Intentó levantarse, pero algo pulsante en su tobillo le hizo lanzar un grito y volvió a caer. Los dos Hombres de Metal estaban ya muy cerca de él, abajo en el torrente, a su mismo nivel. Los otros dos estaban arriba en el talud, mirándole. Estaban inmóviles, como si ya no importara su ayuda. En realidad no importaba.
Los dos Hombres de Metal plateado estaban junto a él. En un desesperado esfuerzo, Maol se lanzó contra uno de ellos, se abrazó contra él, intentó derribarlo. El cuerpo plateado era duro y frío como el metal de su cuchillo en las noches de invierno. El Hombre de Metal ni siquiera se tambaleó. Sintió una fuerte presión en su brazo, algo que le arrastraba. Se debatió. Algo le sujetó por el cuello, una tenaza de hierro, y de pronto se sintió como inmovilizado. Se vio alzado en vilo, transportado talud arriba.
Allá estaba el quinto Hombre de Metal. Se acercó a él, los ojos encendidos como los carbones de hoguera. Intentó debatirse, pero algo lo inmovilizaba, la presión de los dedos en su cuello, no sabía. Le obligaron a tenderse en el suelo, le sujetaron por manos y pies. El Hombre de los ojos encendidos se inclinó sobre él, palpó los huesos de su cara, de su cráneo, miró sus dientes, sus encías, sus oídos; apretó su abdomen, sus muslos; sus dedos de metal negro se clavaron en sus bíceps, apretaron hasta hacerle daño. Tal vez me dejarán libre, pensaba, tal vez... El Hombre de Metal negro se levantó. Hizo un gesto. Los otros levantaron a Maol en vilo.
Era como una sentencia.
Tana llegaba corriendo desde el otro lado del maizal. Gritaba su nombre, fuertemente, desesperadamente. Maol intentó librarse y decirle algo, gritarle que se apartara, que se fuera de allí. Se debatió, pero era inútil. Tana llegó a su lado, se arrojó contra el Hombre de Metal negro, golpeó su duro pecho de metal con sus puños.
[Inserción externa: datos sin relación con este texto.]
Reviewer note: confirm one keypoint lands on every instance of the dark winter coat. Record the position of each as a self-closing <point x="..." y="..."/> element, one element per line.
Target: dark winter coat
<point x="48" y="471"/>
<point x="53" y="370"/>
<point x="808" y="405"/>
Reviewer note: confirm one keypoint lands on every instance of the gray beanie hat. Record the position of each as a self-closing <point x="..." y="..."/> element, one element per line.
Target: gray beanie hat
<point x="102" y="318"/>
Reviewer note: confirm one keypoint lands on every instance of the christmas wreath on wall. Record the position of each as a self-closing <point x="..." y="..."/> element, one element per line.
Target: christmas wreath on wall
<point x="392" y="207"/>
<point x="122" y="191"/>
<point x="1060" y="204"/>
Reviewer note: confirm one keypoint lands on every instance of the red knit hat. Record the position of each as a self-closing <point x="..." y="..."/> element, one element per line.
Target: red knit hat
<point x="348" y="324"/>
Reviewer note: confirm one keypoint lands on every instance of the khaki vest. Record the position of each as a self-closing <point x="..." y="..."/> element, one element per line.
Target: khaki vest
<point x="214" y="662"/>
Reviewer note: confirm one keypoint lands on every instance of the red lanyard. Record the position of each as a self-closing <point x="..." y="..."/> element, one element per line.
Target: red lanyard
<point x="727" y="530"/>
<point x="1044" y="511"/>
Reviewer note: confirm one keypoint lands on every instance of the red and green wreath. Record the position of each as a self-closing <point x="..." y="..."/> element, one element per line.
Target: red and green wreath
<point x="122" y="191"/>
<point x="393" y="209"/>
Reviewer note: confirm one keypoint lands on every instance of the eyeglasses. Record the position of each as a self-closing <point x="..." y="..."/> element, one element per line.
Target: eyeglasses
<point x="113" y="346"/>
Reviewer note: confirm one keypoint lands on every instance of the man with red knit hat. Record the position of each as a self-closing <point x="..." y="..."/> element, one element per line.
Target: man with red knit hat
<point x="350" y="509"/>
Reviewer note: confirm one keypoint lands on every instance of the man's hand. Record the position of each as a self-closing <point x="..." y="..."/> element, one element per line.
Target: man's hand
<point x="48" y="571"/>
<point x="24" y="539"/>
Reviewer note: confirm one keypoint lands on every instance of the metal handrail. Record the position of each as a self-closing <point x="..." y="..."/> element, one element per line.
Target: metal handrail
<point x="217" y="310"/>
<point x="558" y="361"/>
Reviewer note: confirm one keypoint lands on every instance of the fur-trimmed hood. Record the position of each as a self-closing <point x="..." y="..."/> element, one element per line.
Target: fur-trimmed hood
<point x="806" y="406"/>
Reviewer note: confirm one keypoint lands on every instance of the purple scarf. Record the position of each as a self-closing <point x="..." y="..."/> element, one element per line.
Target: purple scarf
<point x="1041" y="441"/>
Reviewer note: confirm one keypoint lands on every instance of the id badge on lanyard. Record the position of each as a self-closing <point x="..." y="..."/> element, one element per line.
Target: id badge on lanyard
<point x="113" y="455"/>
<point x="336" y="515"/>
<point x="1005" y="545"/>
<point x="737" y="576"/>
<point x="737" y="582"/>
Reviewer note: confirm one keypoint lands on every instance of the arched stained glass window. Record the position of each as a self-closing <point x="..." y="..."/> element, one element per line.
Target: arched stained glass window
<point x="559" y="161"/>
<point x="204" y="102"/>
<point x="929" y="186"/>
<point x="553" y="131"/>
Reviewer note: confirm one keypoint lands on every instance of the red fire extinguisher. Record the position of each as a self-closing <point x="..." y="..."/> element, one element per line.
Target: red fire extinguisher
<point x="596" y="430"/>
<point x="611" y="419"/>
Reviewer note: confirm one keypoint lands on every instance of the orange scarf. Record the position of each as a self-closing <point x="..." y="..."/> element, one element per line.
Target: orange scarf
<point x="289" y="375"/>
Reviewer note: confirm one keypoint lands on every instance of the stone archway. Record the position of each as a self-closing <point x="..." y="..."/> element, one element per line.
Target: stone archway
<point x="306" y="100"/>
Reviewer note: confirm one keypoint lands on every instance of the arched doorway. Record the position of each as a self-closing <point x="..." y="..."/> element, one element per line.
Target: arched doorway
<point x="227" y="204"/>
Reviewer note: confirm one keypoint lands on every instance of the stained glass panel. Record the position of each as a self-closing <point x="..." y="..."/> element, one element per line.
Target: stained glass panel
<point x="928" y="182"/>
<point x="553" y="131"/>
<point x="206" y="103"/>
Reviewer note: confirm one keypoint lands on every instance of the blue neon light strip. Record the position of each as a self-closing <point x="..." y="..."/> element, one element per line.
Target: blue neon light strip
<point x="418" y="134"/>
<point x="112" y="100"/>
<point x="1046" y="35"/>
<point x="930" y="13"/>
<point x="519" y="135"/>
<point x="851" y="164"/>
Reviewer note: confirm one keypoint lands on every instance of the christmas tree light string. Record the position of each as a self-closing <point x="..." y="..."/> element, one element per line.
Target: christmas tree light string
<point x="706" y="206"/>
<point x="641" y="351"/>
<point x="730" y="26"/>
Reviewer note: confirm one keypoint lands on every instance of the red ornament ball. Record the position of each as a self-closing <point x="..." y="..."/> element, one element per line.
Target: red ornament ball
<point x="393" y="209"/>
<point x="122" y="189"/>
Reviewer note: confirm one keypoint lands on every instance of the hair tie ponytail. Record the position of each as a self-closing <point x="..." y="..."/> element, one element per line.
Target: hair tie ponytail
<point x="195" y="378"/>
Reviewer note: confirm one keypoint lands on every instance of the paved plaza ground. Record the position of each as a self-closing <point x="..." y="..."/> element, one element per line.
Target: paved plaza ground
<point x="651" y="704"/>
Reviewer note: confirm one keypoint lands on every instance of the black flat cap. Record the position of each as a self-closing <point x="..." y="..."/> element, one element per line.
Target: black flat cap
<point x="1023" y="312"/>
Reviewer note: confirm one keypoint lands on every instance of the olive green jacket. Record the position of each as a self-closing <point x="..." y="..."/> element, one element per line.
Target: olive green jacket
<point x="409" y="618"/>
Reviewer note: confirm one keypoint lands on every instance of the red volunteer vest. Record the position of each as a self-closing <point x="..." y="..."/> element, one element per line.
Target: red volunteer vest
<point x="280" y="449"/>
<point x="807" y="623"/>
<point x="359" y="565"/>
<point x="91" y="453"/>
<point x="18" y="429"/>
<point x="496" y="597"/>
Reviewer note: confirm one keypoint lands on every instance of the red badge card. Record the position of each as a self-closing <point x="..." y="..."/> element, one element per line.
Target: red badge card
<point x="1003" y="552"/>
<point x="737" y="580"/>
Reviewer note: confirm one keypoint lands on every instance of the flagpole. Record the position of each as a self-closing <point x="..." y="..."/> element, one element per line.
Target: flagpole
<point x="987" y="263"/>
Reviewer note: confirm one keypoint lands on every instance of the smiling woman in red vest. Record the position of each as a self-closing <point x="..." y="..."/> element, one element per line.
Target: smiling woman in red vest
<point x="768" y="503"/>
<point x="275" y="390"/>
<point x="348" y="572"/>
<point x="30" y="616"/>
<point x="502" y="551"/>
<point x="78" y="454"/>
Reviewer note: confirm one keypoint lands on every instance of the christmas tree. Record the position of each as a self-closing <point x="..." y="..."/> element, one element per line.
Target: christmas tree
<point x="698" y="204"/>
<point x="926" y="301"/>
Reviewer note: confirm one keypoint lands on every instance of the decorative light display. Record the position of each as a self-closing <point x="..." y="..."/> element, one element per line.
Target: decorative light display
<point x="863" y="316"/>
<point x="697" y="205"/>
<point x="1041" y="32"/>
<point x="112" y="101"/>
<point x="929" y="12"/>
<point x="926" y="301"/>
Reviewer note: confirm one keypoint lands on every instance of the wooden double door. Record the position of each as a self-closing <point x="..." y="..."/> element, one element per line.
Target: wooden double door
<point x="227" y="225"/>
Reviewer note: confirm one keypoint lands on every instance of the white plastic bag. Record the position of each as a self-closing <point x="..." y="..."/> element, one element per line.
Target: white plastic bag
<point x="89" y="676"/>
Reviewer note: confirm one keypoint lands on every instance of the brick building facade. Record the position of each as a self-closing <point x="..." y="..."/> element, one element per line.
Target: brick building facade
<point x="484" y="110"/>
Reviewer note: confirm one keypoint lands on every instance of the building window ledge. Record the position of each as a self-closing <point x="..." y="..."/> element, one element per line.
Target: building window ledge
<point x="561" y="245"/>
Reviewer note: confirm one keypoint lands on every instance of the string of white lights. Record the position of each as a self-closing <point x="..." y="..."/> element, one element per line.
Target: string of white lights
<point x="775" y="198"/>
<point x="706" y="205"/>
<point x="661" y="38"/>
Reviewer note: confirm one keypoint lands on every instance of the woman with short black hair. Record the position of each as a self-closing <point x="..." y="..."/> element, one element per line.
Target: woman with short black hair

—¡Oh, no, déjenlo, déjenlo! ¡Por los pájaros, llévenme a mí, llévennos a todos, pero déjenlo! ¡A él no! ¡A él no!
El Hombre de Metal negro la apartó de un empujón, sin rudeza, sólo firmemente, y Tana cayó al suelo. Maol gritó su impotencia. Los Hombres de Metal eran impasibles, máscaras inexpresivas, sin emoción. Lo levantaron en vilo, lo llevaron en volandas. Maol intentó resistirse, luchar, pero sabía que era inútil. A medio camino desistió.
Lo subieron a la máquina. Tana corría hacia ellos, llorosa, gritando el nombre de Maol. La máquina se puso en marcha. Tana intentó seguirla, pero pronto quedó atrás. La máquina levantaba una gran polvareda en el camino. Allá adelante, ominosa, se levantaba la Ciudad de los Hombres de Metal.
La Ciudad de los Hombres de Metal ocupaba la colina, dominando todo el valle. Nada podía verse de su interior, tan sólo la alta pared lisa del muro que la rodeaba, los lisos contrafuertes que nada ni nadie podía escalar. Nadie sabía lo que había allí dentro, la Ciudad de los Hombres de Metal, el lugar mágico que nadie quería ver, porque entrar allí significaba no regresar nunca.
Y ahora iban hacia allá, el destino de Maol había sido señalado. La máquina llegó al pie de la altísima muralla. Había en ella una entrada, la única puerta de acceso a la ciudad, una enorme losa de más de veinte metros de alto, gruesa como dos hombres puestos uno al lado del otro con los brazos en cruz, tan pesada que ni mil hombres usando todas sus fuerzas podrían moverla ni un milímetro. Pero se abrió por sí sola ante la máquina de los Hombres de Metal, y volvió a cerrarse silenciosamente a sus espaldas, sin el menor ruido, liviana como una pluma.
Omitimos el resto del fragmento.